Leonardo da Vinci’s notes on human anatomy remained largely forgotten until the mid-18th century when the Scottish anatomist William Hunter learned of them in the royal collection. A new exhibition at the National Museum of Scotland, called Anatomy: A Matter of Death and Life, brings some of these drawings together with a variety of objects and artwork from the Scottish Enlightenment to illuminate the frequently tense relationship between the furthering of anatomical knowledge, and the need of early anatomists to procure dead bodies. Leonardo got around the problem by working with elite patrons and by assisting an academic professor of anatomy; later Dutch and Scottish anatomists often had to pull bodies from gibbets and graveyards. Modern medicine, the art of postponing death, is built on a foundation of this grave robbery, but had its origins in a more collaborative, consensual attitude typified by Leonardo. It’s an approach that has now returned: the exhibition closes with a moving series of videos from Edinburgh’s current professor of anatomy, a medical student and a member of the public, each explaining the vital role of bequests by people who leave their body to medical science.

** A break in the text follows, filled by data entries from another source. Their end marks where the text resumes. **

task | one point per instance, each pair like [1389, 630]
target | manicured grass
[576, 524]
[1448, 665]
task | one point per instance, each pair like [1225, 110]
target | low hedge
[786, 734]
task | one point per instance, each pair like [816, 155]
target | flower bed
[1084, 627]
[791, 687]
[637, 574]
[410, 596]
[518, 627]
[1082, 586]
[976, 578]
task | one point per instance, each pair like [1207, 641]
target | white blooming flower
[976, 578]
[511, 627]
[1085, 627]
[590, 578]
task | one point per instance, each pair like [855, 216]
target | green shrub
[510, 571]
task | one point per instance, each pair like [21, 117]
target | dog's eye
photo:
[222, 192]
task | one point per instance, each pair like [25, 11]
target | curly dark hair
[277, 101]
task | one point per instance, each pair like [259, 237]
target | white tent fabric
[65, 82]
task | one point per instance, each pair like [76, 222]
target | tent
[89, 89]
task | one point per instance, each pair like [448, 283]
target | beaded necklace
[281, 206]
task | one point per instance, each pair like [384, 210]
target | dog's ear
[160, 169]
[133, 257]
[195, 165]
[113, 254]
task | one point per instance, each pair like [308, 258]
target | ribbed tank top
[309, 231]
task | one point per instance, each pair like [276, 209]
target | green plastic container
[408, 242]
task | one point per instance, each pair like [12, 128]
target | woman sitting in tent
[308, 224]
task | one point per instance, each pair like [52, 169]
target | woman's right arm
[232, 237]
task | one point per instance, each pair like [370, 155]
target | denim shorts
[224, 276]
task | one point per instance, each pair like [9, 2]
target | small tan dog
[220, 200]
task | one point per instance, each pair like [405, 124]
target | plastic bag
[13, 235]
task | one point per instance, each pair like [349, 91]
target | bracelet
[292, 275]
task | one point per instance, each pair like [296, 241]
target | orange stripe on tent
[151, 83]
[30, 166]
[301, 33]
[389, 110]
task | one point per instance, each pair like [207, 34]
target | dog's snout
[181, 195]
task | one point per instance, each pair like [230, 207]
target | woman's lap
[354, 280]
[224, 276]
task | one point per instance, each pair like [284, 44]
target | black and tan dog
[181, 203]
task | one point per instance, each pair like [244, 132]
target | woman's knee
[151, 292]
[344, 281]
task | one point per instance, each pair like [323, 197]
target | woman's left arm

Some of this history is unavoidably grisly: the exhibition resurrects the story of Burke and Hare, two Irishmen of Edinburgh who obtained bodies for the anatomist Robert Knox through the simple expedient of murdering them. Burke’s fate was to be anatomised: on my way to tutorials in Edinburgh’s medical school I used to pass his skeleton, and it was a surprise to see it across the road in the museum. Burke’s signed confession has been loaned from the New York Academy of Medicine, and some detective work has unearthed details of the lives of his victims. There is Johan Zoffany’s painting of William Hunter lecturing, and from Amsterdam, Cornelis Troost’s three-metre The Anatomy Lesson of Dr Willem Röell– more ghoulish (and more accurate) than Rembrandt’s The Anatomy Lesson of Dr Nicolaes Tulp, painted almost 100 years earlier. One particularly striking exhibit is an early 19th-century petition, signed by 248 medical students, asking forbodies to be made available to them through legal means.